Nach der Neuordnung der Elektroberufe zeichnen sich diese besonders aus durch
-
Orientierung an Geschäftsabläufen;
-
Neustrukturierung der Prüfung ("gestreckte Prüfung"), das heißt eine fachpraktische Prüfung etwa zur Halbzeit der Ausbildung und eine geschäftspraktische Abschlussprüfung;
-
Fremdspracheneinsatz (Englisch gilt in vielen Betriebsbereichen als Geschäftssprache).

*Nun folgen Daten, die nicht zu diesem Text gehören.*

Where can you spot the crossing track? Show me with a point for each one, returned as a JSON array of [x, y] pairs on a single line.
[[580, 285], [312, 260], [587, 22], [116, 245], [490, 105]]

Zu den Merkmalen der neuen Elektroberufen gehören daher insbesondere ihre Prozessorientierung, Arbeiten unter ständiger Qualitätskontrolle, im Team eigenverantwortliche Steuerung von Produktionsterminen, Arbeits- oder Urlaubszeiten, wachsende IT- wie auch betriebswirtschaftliche Kompetenzen.
Die industriellen Elektroberufe unterscheiden sich von den gleichartigen Handwerksberufen durch die Art der Fertigung. Werden im Handwerk eher Einzelstücken oder kleineren Stückzahlen von einzelnen Produkten gefertigt, steht bei Industriebetrieben die Fertigung von Großserien oder von Großprodukten, wie Flugzeuge, Frachtschiffe oder Produktionsmaschinen und -anlagen, im Vordergrund.
Zu den Ausbildungsinhalten gehört die Vermittlung von Kenntnissen und Fertigkeiten in speicherprogrammierbaren Steuerungen (SPS), im Umgang mit elektronischen Baugruppen, in der Handhabung von Hard- und Software sowie in der Mikroprozessortechnik. Daneben gelten Selbstständigkeit im Planen, Durchführen und Kontrollieren als wichtige Ausbildungsziele.
Die Ausbildungsdauer beträgt einheitlich dreieinhalb Jahre.